Cardiac catheterization is a minimally invasive way to diagnose and treat a variety of heart and vascular conditions by guiding thin, flexible tubes called catheters through blood vessels to problem areas.

Chest X-ray

Chest X-rays use a small dose of radiation to create pictures of the structures inside the chest, including the lungs, heart, and chest wall.

Echocardiogram

An echocardiogram uses high-frequency sound waves to create images of your heart.

Electrocardiogram (ECG)

An electrocardiogram, also known as an ECG, measures the heart’s electrical activity.

Magnetic Resonance Imaging (MRI)

Magnetic resonance imaging, better known as cardiac MRI, is a combination of radio waves, magnets, and computer technology to create images of your heart and blood vessels.

Transesophageal Echocardiogram (TEE)

Transesophageal echocardiogram allows us to take very detailed images of your heart structure from a probe in your esophagus.

Treatments

Your doctor may recommend medications and lifestyle changes to improve the flow of blood through your tricuspid valve.
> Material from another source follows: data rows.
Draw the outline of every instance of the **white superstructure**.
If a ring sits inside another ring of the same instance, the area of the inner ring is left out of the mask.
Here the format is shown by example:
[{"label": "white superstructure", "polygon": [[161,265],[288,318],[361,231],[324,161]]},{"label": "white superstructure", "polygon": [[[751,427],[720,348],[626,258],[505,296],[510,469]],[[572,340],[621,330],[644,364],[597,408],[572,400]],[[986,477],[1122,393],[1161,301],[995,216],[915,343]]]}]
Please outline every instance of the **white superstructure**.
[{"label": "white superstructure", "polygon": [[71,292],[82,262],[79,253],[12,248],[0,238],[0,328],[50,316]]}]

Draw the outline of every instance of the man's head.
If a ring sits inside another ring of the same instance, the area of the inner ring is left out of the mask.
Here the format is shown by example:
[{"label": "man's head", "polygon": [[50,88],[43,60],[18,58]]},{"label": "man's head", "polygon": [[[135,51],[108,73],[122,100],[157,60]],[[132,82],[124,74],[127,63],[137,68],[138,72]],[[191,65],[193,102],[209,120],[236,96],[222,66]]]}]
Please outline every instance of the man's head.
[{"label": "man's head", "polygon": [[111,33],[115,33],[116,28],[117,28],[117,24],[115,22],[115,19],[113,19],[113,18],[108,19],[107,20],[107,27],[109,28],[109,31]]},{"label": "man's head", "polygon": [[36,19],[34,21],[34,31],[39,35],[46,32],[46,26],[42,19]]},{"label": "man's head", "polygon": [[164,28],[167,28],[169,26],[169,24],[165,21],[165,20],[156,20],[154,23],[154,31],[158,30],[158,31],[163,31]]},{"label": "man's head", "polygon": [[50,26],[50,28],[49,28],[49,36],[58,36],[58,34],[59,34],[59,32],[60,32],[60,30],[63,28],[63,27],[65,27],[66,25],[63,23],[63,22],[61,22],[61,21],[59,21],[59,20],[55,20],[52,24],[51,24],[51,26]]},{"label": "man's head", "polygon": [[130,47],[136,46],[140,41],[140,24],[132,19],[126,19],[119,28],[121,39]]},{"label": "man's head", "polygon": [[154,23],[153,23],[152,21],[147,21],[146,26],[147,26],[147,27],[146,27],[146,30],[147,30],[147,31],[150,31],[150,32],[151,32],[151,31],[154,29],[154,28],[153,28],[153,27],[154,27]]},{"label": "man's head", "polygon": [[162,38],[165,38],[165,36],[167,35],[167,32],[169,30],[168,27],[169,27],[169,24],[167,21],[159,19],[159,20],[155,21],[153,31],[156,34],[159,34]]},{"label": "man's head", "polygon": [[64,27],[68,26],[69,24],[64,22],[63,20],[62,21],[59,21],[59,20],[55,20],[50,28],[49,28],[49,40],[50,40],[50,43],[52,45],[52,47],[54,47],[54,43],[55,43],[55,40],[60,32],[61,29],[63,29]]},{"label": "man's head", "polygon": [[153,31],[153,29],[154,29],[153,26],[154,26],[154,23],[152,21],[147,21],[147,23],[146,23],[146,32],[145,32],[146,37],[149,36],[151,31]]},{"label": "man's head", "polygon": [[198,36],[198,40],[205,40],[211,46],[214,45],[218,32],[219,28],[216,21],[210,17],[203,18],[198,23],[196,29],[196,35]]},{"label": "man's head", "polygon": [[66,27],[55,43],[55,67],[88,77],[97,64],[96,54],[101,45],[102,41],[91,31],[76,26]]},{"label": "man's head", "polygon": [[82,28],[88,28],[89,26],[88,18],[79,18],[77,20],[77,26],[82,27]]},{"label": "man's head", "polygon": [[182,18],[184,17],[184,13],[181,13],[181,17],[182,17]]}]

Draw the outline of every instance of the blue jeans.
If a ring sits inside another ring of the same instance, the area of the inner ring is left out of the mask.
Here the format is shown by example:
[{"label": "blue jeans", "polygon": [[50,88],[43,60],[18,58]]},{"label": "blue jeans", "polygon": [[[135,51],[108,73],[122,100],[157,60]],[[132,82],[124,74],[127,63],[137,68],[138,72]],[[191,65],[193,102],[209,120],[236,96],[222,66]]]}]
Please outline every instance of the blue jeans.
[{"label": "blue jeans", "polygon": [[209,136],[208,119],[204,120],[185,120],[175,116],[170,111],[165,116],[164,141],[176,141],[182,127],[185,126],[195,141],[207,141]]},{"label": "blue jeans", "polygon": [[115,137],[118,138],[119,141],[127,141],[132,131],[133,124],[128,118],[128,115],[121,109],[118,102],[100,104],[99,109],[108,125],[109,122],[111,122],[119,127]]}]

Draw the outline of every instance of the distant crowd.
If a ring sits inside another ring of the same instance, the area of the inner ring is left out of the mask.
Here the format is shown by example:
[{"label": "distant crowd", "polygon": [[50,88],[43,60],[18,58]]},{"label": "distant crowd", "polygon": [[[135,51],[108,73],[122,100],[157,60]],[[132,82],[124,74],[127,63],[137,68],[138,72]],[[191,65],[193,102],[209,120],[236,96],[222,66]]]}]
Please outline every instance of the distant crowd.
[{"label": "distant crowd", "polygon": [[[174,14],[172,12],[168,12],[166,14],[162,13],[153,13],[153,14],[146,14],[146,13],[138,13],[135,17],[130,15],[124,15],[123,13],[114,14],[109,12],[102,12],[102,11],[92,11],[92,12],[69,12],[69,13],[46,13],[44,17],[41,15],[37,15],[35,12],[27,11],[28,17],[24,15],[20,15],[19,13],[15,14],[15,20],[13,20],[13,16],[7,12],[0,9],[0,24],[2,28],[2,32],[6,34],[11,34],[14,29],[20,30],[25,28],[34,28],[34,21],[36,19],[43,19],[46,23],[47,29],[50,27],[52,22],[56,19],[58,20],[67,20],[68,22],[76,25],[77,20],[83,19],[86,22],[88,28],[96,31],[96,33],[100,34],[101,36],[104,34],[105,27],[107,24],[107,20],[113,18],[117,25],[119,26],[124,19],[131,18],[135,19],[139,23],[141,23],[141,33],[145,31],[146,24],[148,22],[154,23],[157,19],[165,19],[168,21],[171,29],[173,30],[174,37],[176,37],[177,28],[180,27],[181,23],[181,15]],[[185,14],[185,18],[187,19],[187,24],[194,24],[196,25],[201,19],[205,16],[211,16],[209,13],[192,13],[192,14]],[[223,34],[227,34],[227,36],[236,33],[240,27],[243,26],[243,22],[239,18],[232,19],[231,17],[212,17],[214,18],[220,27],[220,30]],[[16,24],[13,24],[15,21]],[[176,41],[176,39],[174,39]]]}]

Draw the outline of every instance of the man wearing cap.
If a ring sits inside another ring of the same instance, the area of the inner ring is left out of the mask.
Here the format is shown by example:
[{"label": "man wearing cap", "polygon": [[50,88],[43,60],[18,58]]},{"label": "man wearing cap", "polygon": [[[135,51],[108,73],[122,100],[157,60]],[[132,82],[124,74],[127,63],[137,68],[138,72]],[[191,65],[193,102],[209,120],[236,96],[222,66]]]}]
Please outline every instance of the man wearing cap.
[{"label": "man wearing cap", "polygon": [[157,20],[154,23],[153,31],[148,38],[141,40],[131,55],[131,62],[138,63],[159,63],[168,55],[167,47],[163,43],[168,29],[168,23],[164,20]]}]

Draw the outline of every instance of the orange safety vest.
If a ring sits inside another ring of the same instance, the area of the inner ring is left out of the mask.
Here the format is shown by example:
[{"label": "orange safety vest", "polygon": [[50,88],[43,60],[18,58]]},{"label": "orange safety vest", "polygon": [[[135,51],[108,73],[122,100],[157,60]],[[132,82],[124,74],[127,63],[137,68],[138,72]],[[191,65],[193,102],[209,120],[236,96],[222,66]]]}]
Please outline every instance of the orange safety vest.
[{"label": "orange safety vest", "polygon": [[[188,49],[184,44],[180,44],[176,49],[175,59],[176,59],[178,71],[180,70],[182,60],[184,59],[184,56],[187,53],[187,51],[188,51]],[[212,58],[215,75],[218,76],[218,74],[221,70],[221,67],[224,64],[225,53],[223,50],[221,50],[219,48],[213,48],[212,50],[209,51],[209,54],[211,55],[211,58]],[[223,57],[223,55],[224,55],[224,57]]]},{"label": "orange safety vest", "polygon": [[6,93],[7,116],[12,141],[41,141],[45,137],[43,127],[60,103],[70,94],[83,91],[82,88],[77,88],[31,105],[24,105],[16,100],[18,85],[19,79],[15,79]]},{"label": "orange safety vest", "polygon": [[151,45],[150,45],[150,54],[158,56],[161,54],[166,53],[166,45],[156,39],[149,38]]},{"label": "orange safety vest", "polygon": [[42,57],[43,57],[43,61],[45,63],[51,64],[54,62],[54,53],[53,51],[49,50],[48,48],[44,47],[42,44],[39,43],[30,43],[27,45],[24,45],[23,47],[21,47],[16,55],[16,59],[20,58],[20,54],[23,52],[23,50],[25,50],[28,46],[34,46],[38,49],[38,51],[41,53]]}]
If your condition is severe, you may need surgery to repair or replace the narrowed valve.

Transcatheter Tricuspid Valve Replacement

Transcatheter tricuspid valve replacement is a non-surgical procedure to replace a damaged tricuspid valve.

Tricuspid Valve Surgery

Tricuspid valve surgery includes repair or replacement of a damaged valve using traditional or minimally invasive methods.